И параличи — последствия военных контузий, настигают их, приковывают к постелям.
И все еще горюют солдатские вдовы.
И выросли дети, так и не видавшие своих не вернувшихся с войны отцов.
И живут на земле инвалиды — безногие, безрукие, обгоревшие, с розово-белыми, смазанными огнем лицами.
И они, эти инвалиды, и все те, кого называют ветеранами войны, в еженощных снах своих все еще ходят в атаки, прорывы, разведки и ведут бои в оперативной глубине противника. И те, кому не довелось закрывать собой амбразуры дзотов и дотов, таранить «тигров», гранатами подрывать себя, окруженного врагами, делают это теперь в страшных солдатских снах.
Эти сны тяжелы, как бои. И мы, погибшие сегодня, воскресаем в завтрашнем сне, чтобы снова воевать и снова громить врага.
И лежит в наших сердцах ни с чем не сравнимый сплав горького, пронзенного болями и радостями войны счастья, и, вспоминая пройденное, мы вновь переживаем фронтовую слитность сердец, мыслей, действий.

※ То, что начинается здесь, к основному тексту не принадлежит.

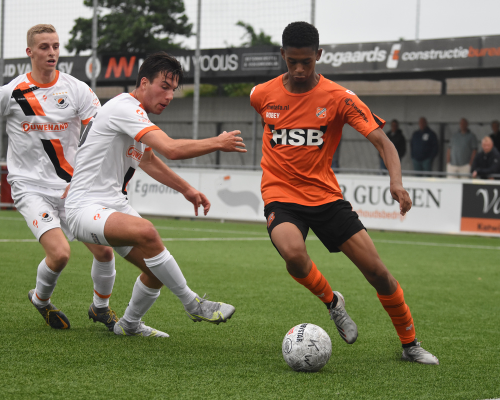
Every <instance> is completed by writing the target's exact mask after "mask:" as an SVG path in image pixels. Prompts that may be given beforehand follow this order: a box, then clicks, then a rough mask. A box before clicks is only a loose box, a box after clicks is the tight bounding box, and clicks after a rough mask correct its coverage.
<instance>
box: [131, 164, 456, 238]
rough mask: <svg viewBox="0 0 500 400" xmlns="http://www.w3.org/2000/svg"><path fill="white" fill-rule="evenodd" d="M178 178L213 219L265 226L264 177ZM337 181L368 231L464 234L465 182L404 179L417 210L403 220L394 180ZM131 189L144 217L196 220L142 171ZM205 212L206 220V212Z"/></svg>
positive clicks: (172, 190)
mask: <svg viewBox="0 0 500 400" xmlns="http://www.w3.org/2000/svg"><path fill="white" fill-rule="evenodd" d="M175 172H176V173H178V174H179V175H180V176H181V177H182V178H184V179H185V180H187V181H188V182H189V183H190V184H191V185H192V186H194V187H195V188H197V189H199V190H200V191H202V192H203V193H204V194H205V195H206V196H207V197H208V199H209V200H210V202H211V204H212V206H211V209H210V212H209V214H208V216H207V217H208V218H212V219H224V220H239V221H262V222H264V221H265V219H264V202H263V201H262V198H261V195H260V179H261V175H262V173H261V172H260V171H234V170H216V169H175ZM337 179H338V181H339V183H340V186H341V189H342V191H343V192H344V196H345V199H346V200H348V201H350V202H351V204H352V206H353V209H354V211H356V212H357V213H358V214H359V217H360V219H361V221H362V222H363V224H364V225H365V226H366V227H367V228H368V229H383V230H397V231H409V232H436V233H459V232H460V221H461V210H462V183H463V182H462V181H461V180H452V179H449V180H448V179H438V178H404V181H403V184H404V187H405V189H406V190H407V191H408V193H409V194H410V197H411V199H412V202H413V207H412V209H411V211H410V212H409V213H407V215H406V216H405V217H401V215H400V214H399V204H398V203H397V202H396V201H394V200H393V199H392V197H391V194H390V191H389V177H388V176H386V175H380V176H378V175H351V174H338V176H337ZM127 189H128V193H129V199H130V202H131V205H132V206H133V207H134V208H135V209H136V210H137V211H138V212H139V213H141V214H146V215H162V216H173V217H176V216H177V217H193V216H194V209H193V206H192V205H191V203H189V202H188V201H186V200H185V199H184V196H182V195H181V194H180V193H177V192H175V191H173V190H172V189H170V188H167V187H165V186H164V185H161V184H159V183H158V182H156V181H155V180H153V179H152V178H150V177H149V176H148V175H146V174H145V173H144V172H142V171H141V170H138V171H137V172H136V174H135V176H134V178H133V179H132V180H131V182H130V184H129V185H128V188H127ZM199 211H200V214H202V210H201V208H200V210H199ZM199 218H200V217H199ZM201 218H203V217H201Z"/></svg>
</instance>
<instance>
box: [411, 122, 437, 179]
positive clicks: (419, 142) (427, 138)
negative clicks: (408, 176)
mask: <svg viewBox="0 0 500 400" xmlns="http://www.w3.org/2000/svg"><path fill="white" fill-rule="evenodd" d="M418 127H419V129H418V131H415V132H413V135H412V137H411V158H412V160H413V169H414V170H415V171H432V162H433V161H434V157H436V155H437V153H438V142H437V136H436V134H435V133H434V131H432V130H431V128H429V126H428V125H427V120H426V119H425V118H424V117H421V118H420V119H419V120H418Z"/></svg>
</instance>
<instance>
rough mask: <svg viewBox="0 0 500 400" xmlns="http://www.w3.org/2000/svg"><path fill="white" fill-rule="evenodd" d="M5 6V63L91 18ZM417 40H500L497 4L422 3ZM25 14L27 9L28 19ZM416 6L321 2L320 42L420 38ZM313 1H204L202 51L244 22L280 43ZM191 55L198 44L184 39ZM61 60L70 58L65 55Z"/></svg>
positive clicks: (319, 7) (368, 2)
mask: <svg viewBox="0 0 500 400" xmlns="http://www.w3.org/2000/svg"><path fill="white" fill-rule="evenodd" d="M3 1H4V3H5V30H4V32H5V39H4V46H5V49H4V56H5V58H15V57H23V56H25V48H26V31H27V30H28V29H29V28H30V27H31V26H33V25H35V24H37V23H51V24H53V25H54V26H55V27H56V28H57V30H58V32H59V36H60V39H61V42H62V43H63V44H66V43H67V41H68V40H69V38H70V35H69V31H70V30H71V28H72V26H73V24H74V20H75V19H76V18H78V17H84V18H89V17H91V16H92V10H91V9H89V8H87V7H85V6H83V0H48V1H41V0H3ZM184 2H185V5H186V11H187V14H188V17H189V19H190V21H191V22H192V23H193V24H195V23H196V7H197V0H184ZM420 4H421V6H420V29H419V32H420V34H419V37H420V39H432V38H444V37H462V36H482V35H500V18H499V17H500V0H474V1H471V0H420ZM26 10H29V12H27V11H26ZM416 15H417V0H377V1H374V0H356V1H352V0H351V1H345V0H342V1H340V0H316V13H315V16H316V26H317V28H318V30H319V33H320V42H321V43H323V44H331V43H359V42H376V41H394V40H399V39H400V38H404V39H406V40H414V39H415V33H416V32H415V27H416ZM310 18H311V1H310V0H253V1H247V0H202V22H201V24H202V27H201V33H202V36H201V46H202V48H218V47H225V46H227V45H234V46H238V45H240V44H241V43H242V41H244V38H242V36H243V34H244V32H245V31H244V30H243V29H242V28H240V27H236V26H235V24H236V22H237V21H239V20H241V21H243V22H245V23H249V24H251V25H252V26H253V27H254V28H255V29H256V30H257V31H258V32H259V31H260V30H263V31H264V32H265V33H266V34H269V35H271V36H272V38H273V40H274V41H275V42H278V43H279V42H280V41H281V32H282V31H283V28H284V27H285V26H286V25H287V24H288V23H290V22H292V21H297V20H303V21H310ZM179 40H180V41H183V42H184V44H185V45H187V46H188V47H190V48H194V46H195V39H194V38H190V39H187V40H186V39H181V38H180V39H179ZM61 55H68V53H67V51H66V50H65V49H62V51H61Z"/></svg>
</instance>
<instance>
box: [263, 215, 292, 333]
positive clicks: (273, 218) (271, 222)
mask: <svg viewBox="0 0 500 400" xmlns="http://www.w3.org/2000/svg"><path fill="white" fill-rule="evenodd" d="M275 218H276V215H274V213H271V214H270V215H269V217H268V218H267V227H268V228H269V227H270V226H271V224H272V223H273V221H274V219H275ZM292 331H293V329H292ZM288 333H290V332H288Z"/></svg>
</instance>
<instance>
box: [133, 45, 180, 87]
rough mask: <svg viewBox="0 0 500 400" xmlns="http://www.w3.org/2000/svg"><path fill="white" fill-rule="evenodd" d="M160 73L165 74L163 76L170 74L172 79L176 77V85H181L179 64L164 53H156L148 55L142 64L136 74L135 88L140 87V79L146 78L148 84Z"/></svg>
mask: <svg viewBox="0 0 500 400" xmlns="http://www.w3.org/2000/svg"><path fill="white" fill-rule="evenodd" d="M160 73H162V74H165V76H168V74H172V79H173V78H174V77H176V76H177V77H178V78H179V82H178V85H179V86H180V85H182V81H183V79H184V71H183V70H182V66H181V64H180V62H179V61H178V60H177V59H176V58H175V57H173V56H171V55H169V54H167V53H165V52H164V51H158V52H156V53H153V54H150V55H148V56H147V57H146V59H145V60H144V62H143V63H142V65H141V68H140V69H139V73H138V74H137V81H136V84H135V87H139V86H141V80H142V78H146V79H147V80H148V81H149V82H153V81H154V80H155V78H156V77H157V76H158V74H160Z"/></svg>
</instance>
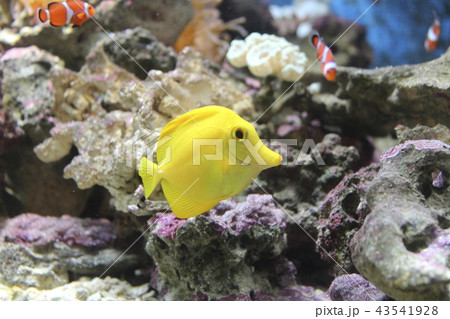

И разве это так уж плохо — вспоминать, как брали мы высоты и как, отбивая у врага города и деревни, леса и поля, покоряли высоты Мужества, Долга, Верности, Дружбы? Нет, нам нельзя без встреч и воспоминаний. Ведь мы, однополчане, — да простят нас близкие! — самые дорогие друг для друга люди: родные по фронтовой судьбе!
Спустя много лет после войны ветераны нашей танковой бригады собрались в День танкистов в том самом городе, где бригада формировалась. Бывший батальонный писарь Никита Малов примчался с аэродрома с опозданием. Из президиума торжественного собрания я увидела, как шел он по залу, как сел в третьем ряду.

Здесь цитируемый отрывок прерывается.